Recent reports have shown that an ever increasing number of young ladies are partaking in the activity of gameing. We took it upon ourselves to investigate this unlikely phenomenon.
Pray, imagine the scenario. Whilst walking down the street you see a young child gaily rolling a hoop, tapping away with his stick, and merrily laughing. But what is this? His laughter seems of a higher pitch than you might otherwise expect. Can it be? Those are not trousers, but a skirt! This street rascal is a young lady, and she’s playing a game.
It might strike you as the very height of the absurd, but spend any amount of time outside of your door today, or even in the parlours of the well-to-do, and you will likely spy a girl engaging in the pursuit of gameing.
So how can this be? It has always been accepted amongst the gentry that a young lady’s hands are too frail and dainty to become involved with games, and the dexterity involved far too complex for the feminine mind. But are these assumptions to be thought false? Could it really be that playing games is something of which young ladies are to be considered capable?
In our effort to discover the truth, we invited a group of ladies to join us in an afternoon’s multiple person game of Blind Man’s Buff. It seemed improper for a lady to play the part of the Blind Man, so rather our print boy, Quintin, had his vision obscured by a gentleman’s neckerchief, and the remaining group of both gentlemen and ladies scattered to the corners of our scullery.
Perhaps we need not tell you of the unseemly scenes that followed. In his enthusiasm for the game, Quintin swung his arms wildly the air, groping in pursuit of his foils, and we will save you the blushes of the results.

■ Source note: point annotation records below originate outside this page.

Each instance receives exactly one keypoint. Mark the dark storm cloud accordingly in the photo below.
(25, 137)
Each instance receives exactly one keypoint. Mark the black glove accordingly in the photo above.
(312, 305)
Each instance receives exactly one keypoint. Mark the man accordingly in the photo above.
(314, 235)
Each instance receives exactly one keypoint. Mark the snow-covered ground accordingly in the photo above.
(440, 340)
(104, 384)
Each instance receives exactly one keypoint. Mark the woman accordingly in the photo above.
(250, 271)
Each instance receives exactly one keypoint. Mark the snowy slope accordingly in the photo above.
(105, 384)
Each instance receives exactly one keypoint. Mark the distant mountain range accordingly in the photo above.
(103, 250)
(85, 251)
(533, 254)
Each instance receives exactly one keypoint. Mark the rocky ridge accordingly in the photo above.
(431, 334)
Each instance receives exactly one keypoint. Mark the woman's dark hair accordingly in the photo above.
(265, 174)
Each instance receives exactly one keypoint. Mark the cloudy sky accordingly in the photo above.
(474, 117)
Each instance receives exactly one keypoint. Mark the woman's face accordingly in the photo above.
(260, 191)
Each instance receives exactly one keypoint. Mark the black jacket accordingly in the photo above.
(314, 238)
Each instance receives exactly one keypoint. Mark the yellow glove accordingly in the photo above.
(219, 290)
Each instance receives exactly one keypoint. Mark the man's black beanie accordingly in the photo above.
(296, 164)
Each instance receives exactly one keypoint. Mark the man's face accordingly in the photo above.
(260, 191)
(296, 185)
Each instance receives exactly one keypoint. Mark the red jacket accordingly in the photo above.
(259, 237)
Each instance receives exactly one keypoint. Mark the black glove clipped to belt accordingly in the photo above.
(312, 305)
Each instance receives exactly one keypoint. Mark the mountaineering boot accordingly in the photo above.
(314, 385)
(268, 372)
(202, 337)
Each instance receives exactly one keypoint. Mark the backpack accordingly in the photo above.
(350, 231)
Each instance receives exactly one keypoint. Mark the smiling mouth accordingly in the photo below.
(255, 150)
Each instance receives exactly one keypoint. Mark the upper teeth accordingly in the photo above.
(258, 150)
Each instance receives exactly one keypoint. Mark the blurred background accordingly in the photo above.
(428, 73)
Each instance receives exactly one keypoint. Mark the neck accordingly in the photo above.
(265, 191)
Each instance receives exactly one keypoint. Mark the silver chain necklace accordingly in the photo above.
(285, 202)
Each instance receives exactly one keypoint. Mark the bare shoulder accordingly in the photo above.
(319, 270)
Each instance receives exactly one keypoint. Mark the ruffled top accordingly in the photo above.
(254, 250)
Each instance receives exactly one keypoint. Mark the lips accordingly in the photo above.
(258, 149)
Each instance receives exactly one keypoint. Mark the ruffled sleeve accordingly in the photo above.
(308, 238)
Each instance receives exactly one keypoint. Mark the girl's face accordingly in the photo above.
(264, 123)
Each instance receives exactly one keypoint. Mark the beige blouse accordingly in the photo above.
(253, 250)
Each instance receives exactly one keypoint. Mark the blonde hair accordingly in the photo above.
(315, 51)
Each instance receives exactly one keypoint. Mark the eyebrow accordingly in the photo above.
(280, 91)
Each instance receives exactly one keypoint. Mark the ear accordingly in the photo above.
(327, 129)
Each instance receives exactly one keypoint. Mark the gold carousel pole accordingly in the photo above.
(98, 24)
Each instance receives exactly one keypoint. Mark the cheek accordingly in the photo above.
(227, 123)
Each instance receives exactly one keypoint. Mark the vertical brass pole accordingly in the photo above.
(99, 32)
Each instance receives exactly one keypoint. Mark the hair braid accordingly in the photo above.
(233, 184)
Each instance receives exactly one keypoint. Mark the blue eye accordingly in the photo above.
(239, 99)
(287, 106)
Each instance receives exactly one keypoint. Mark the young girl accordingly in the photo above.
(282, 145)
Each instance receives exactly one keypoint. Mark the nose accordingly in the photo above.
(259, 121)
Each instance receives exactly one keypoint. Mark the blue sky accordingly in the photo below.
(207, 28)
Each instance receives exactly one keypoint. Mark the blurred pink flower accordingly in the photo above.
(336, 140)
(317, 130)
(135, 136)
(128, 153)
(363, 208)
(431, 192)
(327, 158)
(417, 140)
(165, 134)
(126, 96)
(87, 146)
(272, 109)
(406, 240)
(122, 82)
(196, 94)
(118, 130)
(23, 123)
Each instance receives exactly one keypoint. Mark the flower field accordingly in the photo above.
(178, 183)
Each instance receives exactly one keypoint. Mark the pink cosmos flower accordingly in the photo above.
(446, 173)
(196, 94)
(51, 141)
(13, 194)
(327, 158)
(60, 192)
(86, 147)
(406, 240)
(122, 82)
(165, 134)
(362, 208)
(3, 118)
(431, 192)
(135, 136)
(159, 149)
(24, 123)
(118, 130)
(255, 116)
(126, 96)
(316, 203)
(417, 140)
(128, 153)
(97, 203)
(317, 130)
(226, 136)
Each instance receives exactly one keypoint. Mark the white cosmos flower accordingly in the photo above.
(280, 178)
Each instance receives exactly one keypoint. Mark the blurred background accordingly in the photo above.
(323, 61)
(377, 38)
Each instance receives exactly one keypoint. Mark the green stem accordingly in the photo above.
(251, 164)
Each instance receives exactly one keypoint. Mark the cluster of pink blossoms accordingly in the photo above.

It seemed to our minds that despite the implied willingness to participate with gameing, the ladies were not in any position to compete alongside the men. One young lady in our company hooked her cuff on a loose nail, and her sleeve was quite ruined.
However, we are will to consider the possibility that perhaps it is us who is outdated. The ladies who visited our web-quarters that afternoon expressed that it had been pleasurable, despite our doubts. Some even claimed to have already learned the rules to last 1871’s Snakes And Ladders, although time was too short to put this to the test.
So will the gameing industry have to change in response? Will we soon be seeing the streets filled with games of Blind Woman’s Buff? It is quite a time we live in.
We take a look at three of the games that young ladies are apparently playing.
Snakes And Ladders
Jaques of London
The adaptation of the classic Indian Dasapada (200BC, 75%) updates the Sanskrit chess board to the all new rungs and fangs action with which we are now so familiar. We are told that ladies are playing it in drawing rooms all across the south of England.
While dating back to the 15th century, there’s no question that Jacob’s Ladder has never been bigger than right now. The click-clacking can be heard in the halls of every orphanage, and you’d be mistaken to think that some of those playing weren’t female. Even the Puritans will let their daughters play.
Hoop & Stick 2
Taking the Ancient Grecian concept and revolutionising it by replacing the wooden hoop with a metal one, Hoop & Stick is back in a big way. While assumed far too physical to attract girls, and with very few pink hoops in production, we have seen a number of ladies taking part.